TB (3 questions) Flashcards
Cause of TB
Mycobacterium tuberculosis, an acid-fast bacilli that typically infects the lungs and respiratory track. It also infect brain, the kidneys, or the spine.
How does TB spread?
person to person via droplet nuclei containing tubercle bacilli through the air.
AIRBORNE precautions are needed in hospital setting
Who is at higher risk for exposure or infection with TB?
- Close contacts of people with infectious TB disease;
- people born in areas of the world where TB is common (foreign-born);
- low-income groups with poor access to health care;
- people who inject illegal drugs;
- infants, children, and adolescents exposed to adults in high-risk categories;
- & high-risk racial or ethnic minority populations, as locally defined.
- Also, people who live or work in certain settings such as nursing homes, correctional facilities, homeless shelters, and drug treatment centers and other people who may be exposed to TB on the job, such as health care workers.
Risk of developing TB disease if infected w/latent TB, if no risk factors
10% over a lifetime. 50% of those people will develop the infection within the 1st 2 years after exposure.
What groups are at higher risk for developing TB disease once infected?
- **people with HIV infection (strongest known risk factor for development of TB dz)
- people who were recently infected with M. tuberculosis,
- people with certain medical conditions (DM, silicosis, severe KD, organ transplant, immunosuppressive therapy, etc)

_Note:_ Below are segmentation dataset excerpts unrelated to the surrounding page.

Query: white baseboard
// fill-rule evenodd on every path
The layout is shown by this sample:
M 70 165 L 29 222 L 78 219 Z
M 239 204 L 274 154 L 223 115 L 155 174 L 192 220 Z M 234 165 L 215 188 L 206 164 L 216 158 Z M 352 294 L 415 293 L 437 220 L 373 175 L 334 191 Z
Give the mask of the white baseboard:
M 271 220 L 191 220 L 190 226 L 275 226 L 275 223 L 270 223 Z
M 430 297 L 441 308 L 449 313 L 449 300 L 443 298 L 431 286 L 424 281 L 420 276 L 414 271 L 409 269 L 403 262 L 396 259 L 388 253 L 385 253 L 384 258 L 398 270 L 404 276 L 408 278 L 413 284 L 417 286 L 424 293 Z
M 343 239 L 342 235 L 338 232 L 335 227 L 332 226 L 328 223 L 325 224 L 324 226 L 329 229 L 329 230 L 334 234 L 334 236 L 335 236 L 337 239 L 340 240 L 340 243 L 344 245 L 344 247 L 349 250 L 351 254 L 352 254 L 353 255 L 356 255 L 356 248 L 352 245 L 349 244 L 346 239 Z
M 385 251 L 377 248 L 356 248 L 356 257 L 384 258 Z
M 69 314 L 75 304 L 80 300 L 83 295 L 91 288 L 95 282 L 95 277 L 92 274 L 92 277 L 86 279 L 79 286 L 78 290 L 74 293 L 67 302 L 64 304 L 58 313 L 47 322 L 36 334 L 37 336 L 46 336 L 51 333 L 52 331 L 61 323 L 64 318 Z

- people who inject illegal drugs (IVDU),
- and people with a history of inadequately treated TB.
For people infected w/ both TB and HIV, what is the risk of developing TB disease?
~ 7% - 10% each year
For people infected w/ both TB and diabetes, what is the risk of developing TB disease?
30% over lifetime
(~3x as high as those w/no risk factors)
How can we test for TB infection?
- TST/Manatoux Skin Test (PPD)
- nterferon-gamma release assays (IGRA) such as the QFT-G
How is TST test done?
- injecting tuberculin intradermally.
- After 48 - 72 hours, pt’s arm is examined for a rxn (an induration—firmness/swelling, NOT REDNESS).
Reasons for a false positive TST?
- infection w/ non-tuberculosis mycobacteria (NTM);
- Vaccination w BCG;
- administration of incorrect antigen,
- incorrect measuring/interpretation of TST rxn
Reasons for a false negative TST?
- Anergy // Recent TB infection (w/i. past 8-10 wks)
- Very young age (< 6 months)
- Recent live-virus measles or smallpox vaccination
- Incorrect method of giving the TST
- Incorrect measuring or interpretation of TST reaction
What is one strategy used to tell the difference between boosted reactions and those caused by recent infection?
Two step testing
TST: induration of > 5mm positive for what populations?
- living w/HIV
- recent contacts of persons w/infectious TB
- previously had TB disease
- organ transplants or other immunosuppressed pts (including prolonged course PO or IV corticosteroids or TNF-alpha antagonists)
TST: induration of > 10mm positive for what populations?
- moved to U.S. w/in 5 years from areas of world where TB common (e.g, Asia, Africa, Eastern Europe, Russia, Latin America)
- inject illegal drugs
- Mycobacteriology lab workers
- Live or work in high risk congregate settings
- medical conditions that put at risk for TB (silicosis, DM, severe KD, certain cancers, certain intestinal conditions)
- kids <4yo
- infants, kids, adolescents exposed to adults in high-risk categories
TST: induration of > 15mm positive for what populations?